Goosepimples

Song of the Week: I Me Mine – Rehearsal / Mono by The Beatles (Yes, that specific version) 

Over the break, I had the pleasure of watching nine hours of almost-raw footage of a band writing music, goofing around and struggling through the difficulties of planning a show as a way to hold together what had begun to fall apart. Nine hours of anything is intimidating, and I knew that going into The Beatles documentary, Get Back. I won’t lie to you and say I didn’t fall asleep a few times, because I did.  

But it also gave me chills.  

When George Harrison played the first few lone guitar notes of I Me Mine for his bandmates, I had never heard the song before. The solemnity of it struck me. Simple, stripped down, his voice carried a haunting lament. I loved it, and I wanted more. In the final recording, however, even in the verses, this element is lost. Perhaps lost to overproduction, to the intensity of choruses, or to the great magnificence of the Beatles. George would probably attribute it to the latter. That is not to say the song would have been better without the band or to take sides between them and George, but simply to acknowledge the way the two were growing apart.  
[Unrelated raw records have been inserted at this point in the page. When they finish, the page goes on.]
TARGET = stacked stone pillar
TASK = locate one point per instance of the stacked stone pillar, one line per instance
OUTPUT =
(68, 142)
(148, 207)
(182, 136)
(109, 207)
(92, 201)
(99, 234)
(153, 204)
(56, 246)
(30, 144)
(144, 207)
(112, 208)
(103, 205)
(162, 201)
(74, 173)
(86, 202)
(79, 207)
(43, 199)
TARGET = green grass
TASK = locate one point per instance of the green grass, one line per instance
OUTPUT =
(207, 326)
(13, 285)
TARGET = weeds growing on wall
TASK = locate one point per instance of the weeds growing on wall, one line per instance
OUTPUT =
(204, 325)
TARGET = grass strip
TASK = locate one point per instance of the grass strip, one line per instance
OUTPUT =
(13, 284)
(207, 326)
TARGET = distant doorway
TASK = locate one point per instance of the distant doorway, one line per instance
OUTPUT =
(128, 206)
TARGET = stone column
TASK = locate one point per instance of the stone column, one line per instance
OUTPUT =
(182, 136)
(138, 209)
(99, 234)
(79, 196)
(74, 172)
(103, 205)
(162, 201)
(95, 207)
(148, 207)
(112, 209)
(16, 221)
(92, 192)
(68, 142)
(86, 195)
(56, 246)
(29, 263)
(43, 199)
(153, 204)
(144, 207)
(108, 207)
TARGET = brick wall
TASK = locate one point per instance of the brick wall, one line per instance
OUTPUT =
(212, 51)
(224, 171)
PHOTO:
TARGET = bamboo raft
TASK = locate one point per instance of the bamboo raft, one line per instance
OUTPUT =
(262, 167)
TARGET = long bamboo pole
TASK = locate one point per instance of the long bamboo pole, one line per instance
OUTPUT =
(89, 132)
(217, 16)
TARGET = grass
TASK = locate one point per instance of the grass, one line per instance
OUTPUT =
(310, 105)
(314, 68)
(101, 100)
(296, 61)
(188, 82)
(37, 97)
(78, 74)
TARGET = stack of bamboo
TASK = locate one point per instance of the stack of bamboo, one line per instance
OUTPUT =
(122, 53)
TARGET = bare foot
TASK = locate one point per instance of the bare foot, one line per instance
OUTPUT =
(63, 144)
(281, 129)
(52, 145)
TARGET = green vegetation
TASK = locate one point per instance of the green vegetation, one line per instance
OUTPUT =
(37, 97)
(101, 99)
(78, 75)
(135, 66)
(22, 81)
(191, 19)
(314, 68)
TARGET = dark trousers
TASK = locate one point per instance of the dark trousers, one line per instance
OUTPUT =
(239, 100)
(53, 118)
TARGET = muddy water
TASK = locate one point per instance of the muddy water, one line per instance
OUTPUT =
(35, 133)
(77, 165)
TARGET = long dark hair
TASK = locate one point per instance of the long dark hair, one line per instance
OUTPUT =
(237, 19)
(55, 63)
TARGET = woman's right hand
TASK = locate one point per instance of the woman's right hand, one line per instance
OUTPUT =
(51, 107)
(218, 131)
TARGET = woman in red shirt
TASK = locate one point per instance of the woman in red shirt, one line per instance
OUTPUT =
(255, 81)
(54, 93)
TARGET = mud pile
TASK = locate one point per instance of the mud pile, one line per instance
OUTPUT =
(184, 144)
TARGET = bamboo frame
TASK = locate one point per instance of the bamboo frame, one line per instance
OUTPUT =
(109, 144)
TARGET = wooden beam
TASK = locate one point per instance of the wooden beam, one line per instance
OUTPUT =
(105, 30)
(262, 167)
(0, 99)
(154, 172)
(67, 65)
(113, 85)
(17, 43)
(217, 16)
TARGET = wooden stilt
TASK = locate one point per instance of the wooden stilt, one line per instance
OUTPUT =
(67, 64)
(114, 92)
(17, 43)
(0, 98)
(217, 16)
Trivia will tell you the song is about Buddhism and the idea of releasing the ego in favor of the no-self. Trivia will also tell you John Lennon was absent for the official recording of the song. Everything else—George’s process when he sat alone figuring out the strumming, the thoughts and feelings in his head that lead to the lyrics—is lost. I find only a semblance of it in this recording—that troubled, melancholy self-expression.  

I’ll leave you to discover the rest of the documentary on your own, but I will say this moment is more pivotal and revealing than it first seems.  

Watching it, I’m reminded of my sophomore year of high school, struggling to record the last album with a band I had mentally parted ways with. A month prior, I had learned of some unforgivable actions my then-bandmates had committed. It took time to let go of our history together, to let go of the joy of writing and performing. When we finally recorded the album over one long bittersweet Saturday in November, I was grateful to the people who had helped me create something I loved, and simultaneously furious and hurt that they took it away from me.  

I watch George looking at his bandmates, knowing it was time to move on, knowing they weren’t treating him the way he deserved, but also wanting to share and make something beautiful with them.  

I think about what an act of trust it is to pull a piece of art from yourself and bare it, naked, to other people. 

These feelings can be summed up in the softness of his voice, the way his body moves with his guitar, the way his fingers touch the strings. These feelings are forever immortalized not in the footage documenting the rehearsal. They are embedded in the art, the music, because we don’t know any other way to share pieces of ourselves with other people.  

Today I am grateful for the music I made, and the people who enabled me to make it. I am grateful for those I’ve been able to be vulnerable with since then, who have helped me to heal and remember why we make music and art in the first place.  

I’m sending warmth and compassion to those of you who have lost these connections, or had them taken away from you. Your voice and your work are still valuable. Know that there will always be someone willing to listen, even if that someone is yourself.